Justice Ruth Bader Ginsburg stops him. “The first rule of statutory construction,” she purrs, “is to read on. And if you read on …” She quotes the anti-discrimination language. Taggart starts to answer that no, this isn’t a gender statute, it’s no different from the minimum-wage statute, but Scalia stops him to tell Ginsburg that the statute makes no reference to the Equal Protection Clause of the 14th Amendment. Ginsburg replies: “The statute says ‘pursuant to the Equal Protection Clause.’ ” This is where someone would break the bottle over the chair if this were a Western.
Justices Stephen Breyer and David Souter try to break up the fracas with gentle questions about the purpose of FMLA. Says Souter: “We know, historically, that when burdens of family responsibility are allocated, they are allocated to women, not men.” He says that a statute correcting for this sounds like a pretty genuine gender-discrimination statute. Taggart says Congress never proved that women were being penalized in the workplace for taking more family leave. Ginsburg asks whether Title VII is also not applicable against the state. Taggart starts to answer but Scalia interrupts to help out: “She’s asking you to distinguish Title VII. What about the fact that Title VII goes to sex discrimination in general?” Taggart accepts that answer. Moments later, Breyer asks Taggart to answer whether or not Congress has “lots of leeway” to correct for gender discrimination. Taggart replies, “I don’t want to agree with you 100 percent.”
Scalia again stops him: “According to your brief you agree 0 percent,” he says. There is no longer any doubt that Coach Scalia would like to bench Taggart and sub in Scalia.
Then Souter asks Taggart a question and, while Taggart is still responding, he asks a follow up. Seemingly shocked by his own rudeness, Souter apologizes: “I’m sorry. I was trying to get another question in before Justice Scalia.”
Cornelia Pillard, who has 15 minutes to argue for Hibbs, starts off by rattling out statistics revealing that women are offered vastly more time off than men, which makes women less attractive employees. Scalia stops her to say that there’s a difference between “allowing mothers who gave birth to recuperate” and allowing fathers to care for babies.
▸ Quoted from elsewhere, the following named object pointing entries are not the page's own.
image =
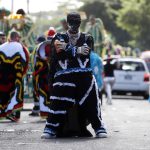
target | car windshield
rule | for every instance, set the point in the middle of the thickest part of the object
(129, 66)
(148, 65)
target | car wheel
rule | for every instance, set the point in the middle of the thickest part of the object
(146, 96)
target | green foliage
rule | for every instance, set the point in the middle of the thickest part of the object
(134, 17)
(104, 9)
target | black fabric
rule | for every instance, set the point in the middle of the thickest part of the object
(109, 70)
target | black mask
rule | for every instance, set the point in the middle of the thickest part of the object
(74, 21)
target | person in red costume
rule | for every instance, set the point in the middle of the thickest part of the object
(41, 71)
(14, 59)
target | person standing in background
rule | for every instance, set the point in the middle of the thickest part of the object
(98, 70)
(36, 107)
(95, 27)
(109, 79)
(2, 37)
(14, 59)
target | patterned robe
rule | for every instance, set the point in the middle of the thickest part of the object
(13, 65)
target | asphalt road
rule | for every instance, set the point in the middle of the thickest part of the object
(127, 121)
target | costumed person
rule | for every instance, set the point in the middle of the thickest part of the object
(72, 82)
(14, 58)
(26, 30)
(41, 72)
(36, 107)
(64, 26)
(2, 38)
(98, 70)
(95, 27)
(109, 79)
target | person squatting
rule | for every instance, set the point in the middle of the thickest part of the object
(72, 81)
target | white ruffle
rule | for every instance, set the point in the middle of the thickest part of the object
(11, 48)
(57, 112)
(87, 93)
(62, 99)
(63, 65)
(83, 64)
(64, 84)
(52, 124)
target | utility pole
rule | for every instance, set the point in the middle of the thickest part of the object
(28, 6)
(12, 6)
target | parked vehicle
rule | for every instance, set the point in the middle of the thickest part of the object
(131, 75)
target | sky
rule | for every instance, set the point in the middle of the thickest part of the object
(34, 5)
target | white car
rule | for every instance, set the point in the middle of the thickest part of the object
(131, 75)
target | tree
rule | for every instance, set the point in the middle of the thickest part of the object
(104, 9)
(136, 21)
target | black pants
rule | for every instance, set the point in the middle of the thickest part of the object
(74, 88)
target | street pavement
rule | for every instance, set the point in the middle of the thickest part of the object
(127, 122)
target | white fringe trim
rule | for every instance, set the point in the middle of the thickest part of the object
(87, 93)
(57, 112)
(64, 84)
(62, 99)
(63, 65)
(49, 131)
(83, 65)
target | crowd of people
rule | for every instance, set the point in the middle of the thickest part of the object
(68, 76)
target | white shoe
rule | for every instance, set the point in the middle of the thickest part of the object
(47, 136)
(101, 135)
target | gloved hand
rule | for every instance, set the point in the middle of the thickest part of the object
(59, 46)
(83, 50)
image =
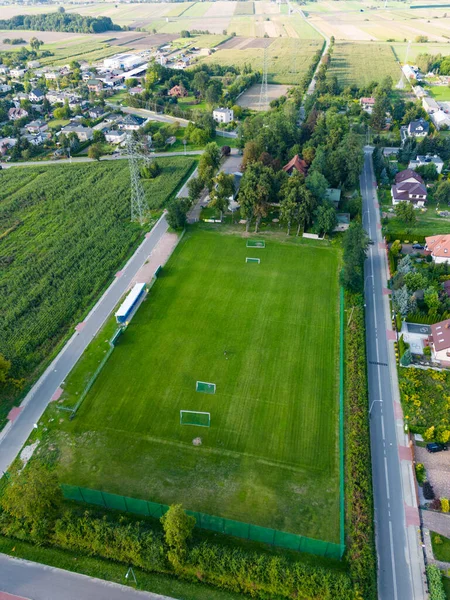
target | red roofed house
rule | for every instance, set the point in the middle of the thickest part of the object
(439, 246)
(298, 164)
(440, 342)
(178, 91)
(409, 187)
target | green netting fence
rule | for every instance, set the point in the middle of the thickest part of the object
(246, 531)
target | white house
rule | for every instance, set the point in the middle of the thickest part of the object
(418, 128)
(430, 105)
(422, 161)
(115, 137)
(409, 187)
(439, 247)
(223, 115)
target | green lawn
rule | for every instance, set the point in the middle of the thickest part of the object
(361, 63)
(270, 456)
(440, 551)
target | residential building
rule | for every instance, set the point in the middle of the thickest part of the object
(115, 137)
(439, 341)
(296, 164)
(83, 133)
(16, 113)
(367, 104)
(36, 95)
(418, 128)
(223, 115)
(95, 85)
(441, 119)
(409, 187)
(430, 105)
(178, 91)
(422, 161)
(439, 248)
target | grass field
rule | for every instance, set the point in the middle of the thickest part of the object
(287, 63)
(360, 64)
(64, 231)
(270, 456)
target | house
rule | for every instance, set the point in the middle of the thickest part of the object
(223, 115)
(418, 128)
(333, 195)
(343, 222)
(430, 105)
(439, 341)
(422, 161)
(36, 95)
(367, 104)
(409, 187)
(439, 247)
(95, 85)
(296, 164)
(36, 127)
(178, 92)
(115, 137)
(96, 112)
(83, 133)
(16, 113)
(440, 119)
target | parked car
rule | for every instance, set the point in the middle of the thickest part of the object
(435, 447)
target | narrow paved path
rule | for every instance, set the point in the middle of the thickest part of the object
(15, 434)
(32, 581)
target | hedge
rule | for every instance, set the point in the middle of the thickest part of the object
(359, 495)
(435, 583)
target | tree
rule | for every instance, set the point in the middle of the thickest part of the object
(405, 212)
(355, 246)
(176, 213)
(326, 217)
(95, 151)
(178, 528)
(222, 192)
(33, 495)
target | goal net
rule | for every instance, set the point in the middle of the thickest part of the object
(205, 387)
(194, 417)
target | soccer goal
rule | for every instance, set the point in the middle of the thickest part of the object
(194, 417)
(256, 244)
(205, 387)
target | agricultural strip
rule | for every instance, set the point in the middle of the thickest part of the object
(64, 232)
(269, 342)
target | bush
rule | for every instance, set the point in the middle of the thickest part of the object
(428, 491)
(435, 585)
(420, 473)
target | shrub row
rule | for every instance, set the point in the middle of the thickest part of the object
(125, 540)
(435, 585)
(359, 495)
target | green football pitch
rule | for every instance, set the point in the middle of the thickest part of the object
(267, 336)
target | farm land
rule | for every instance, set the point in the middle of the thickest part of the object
(212, 317)
(59, 227)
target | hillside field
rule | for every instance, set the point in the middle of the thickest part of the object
(64, 231)
(267, 336)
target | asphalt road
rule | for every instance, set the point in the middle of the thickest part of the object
(32, 581)
(400, 559)
(15, 434)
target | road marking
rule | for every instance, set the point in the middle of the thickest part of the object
(393, 560)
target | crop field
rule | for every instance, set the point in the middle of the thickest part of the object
(267, 336)
(360, 64)
(64, 231)
(288, 59)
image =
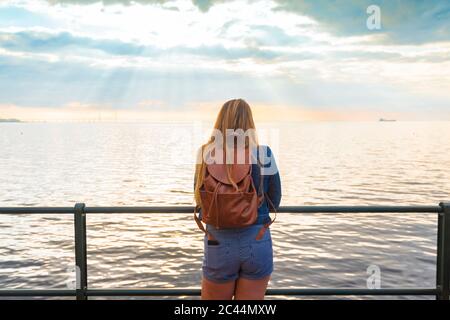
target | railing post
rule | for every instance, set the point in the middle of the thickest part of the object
(80, 251)
(443, 252)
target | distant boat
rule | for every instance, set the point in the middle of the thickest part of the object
(387, 120)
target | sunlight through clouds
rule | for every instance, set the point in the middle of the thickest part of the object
(279, 53)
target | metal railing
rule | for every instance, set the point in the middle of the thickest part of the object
(441, 291)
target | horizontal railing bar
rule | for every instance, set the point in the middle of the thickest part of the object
(36, 210)
(196, 292)
(189, 209)
(37, 293)
(270, 292)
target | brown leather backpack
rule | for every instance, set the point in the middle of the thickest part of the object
(224, 206)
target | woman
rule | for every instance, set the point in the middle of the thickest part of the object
(239, 265)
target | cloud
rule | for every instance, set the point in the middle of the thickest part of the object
(50, 42)
(203, 5)
(403, 21)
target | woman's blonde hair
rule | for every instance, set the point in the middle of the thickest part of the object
(234, 115)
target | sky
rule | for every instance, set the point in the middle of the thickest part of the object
(123, 60)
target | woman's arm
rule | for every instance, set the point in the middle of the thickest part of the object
(274, 190)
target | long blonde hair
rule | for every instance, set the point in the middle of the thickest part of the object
(235, 114)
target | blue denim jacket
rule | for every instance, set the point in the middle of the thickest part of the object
(271, 183)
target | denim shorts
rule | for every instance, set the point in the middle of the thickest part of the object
(238, 254)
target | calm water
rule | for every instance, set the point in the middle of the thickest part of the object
(152, 164)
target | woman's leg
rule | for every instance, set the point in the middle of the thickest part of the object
(217, 291)
(247, 289)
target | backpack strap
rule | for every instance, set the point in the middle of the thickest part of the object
(200, 224)
(267, 225)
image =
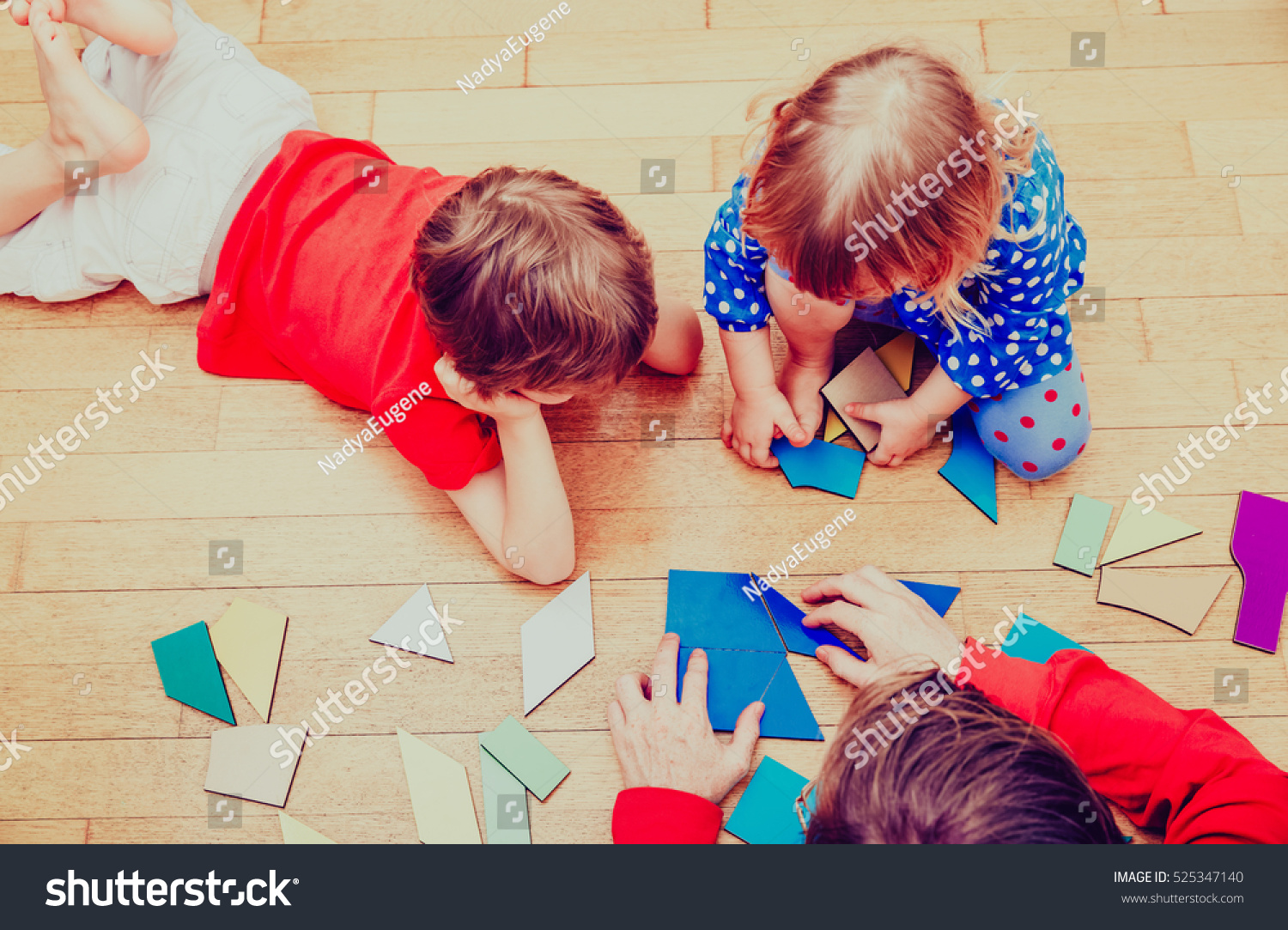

Pillard says parenting leave is not the same as “maternity disability” leave; that Pennsylvania, for example, gives women up to six months maternity leave with no provision at all for men to care for infants. Here Ginsburg pulls what sportswriters could only call a double-Scalia by giving a little speech about a father who isn’t excused from jury duty because the court insists “you don’t take care of children.” Pillard, somewhat stunned by Ginsburg’s random assist, agrees that it does illustrate the problem.
Scalia (Ginsburg and he are dear friends, by the way) starts beating on Pillard about the mandatory 12-week leave requirement in FMLA. “How can Congress impose 12 weeks on a state?” he asks. Later, Pillard says that “until a generation ago” states overtly restricted the employment of women for these reasons, and Scalia jumps in to ask (and now he just appears ornery), “How many years is a generation?”
Finally, Viet Dinh gets 15 minutes to argue for the Justice Department, taking the position that the states are not immune from FMLA under the 11th Amendment. Again, Scalia doesn’t let his colleagues get a word in edgewise. Again, Ginsburg offers an uncharacteristic speech as opposed to a question, and Justice John Paul Stevens prefaces his own question with: “Justice Scalia should probably ask this question but …” Scalia interrupts him to say, “Pass it to me.”
While I don’t always agree with Justice Scalia, I am always awed and moved by his brilliance. But someone needs to remind him that there’s a difference between hiding the ball, which is pretty aggravating at oral argument, and hogging it, which is worse.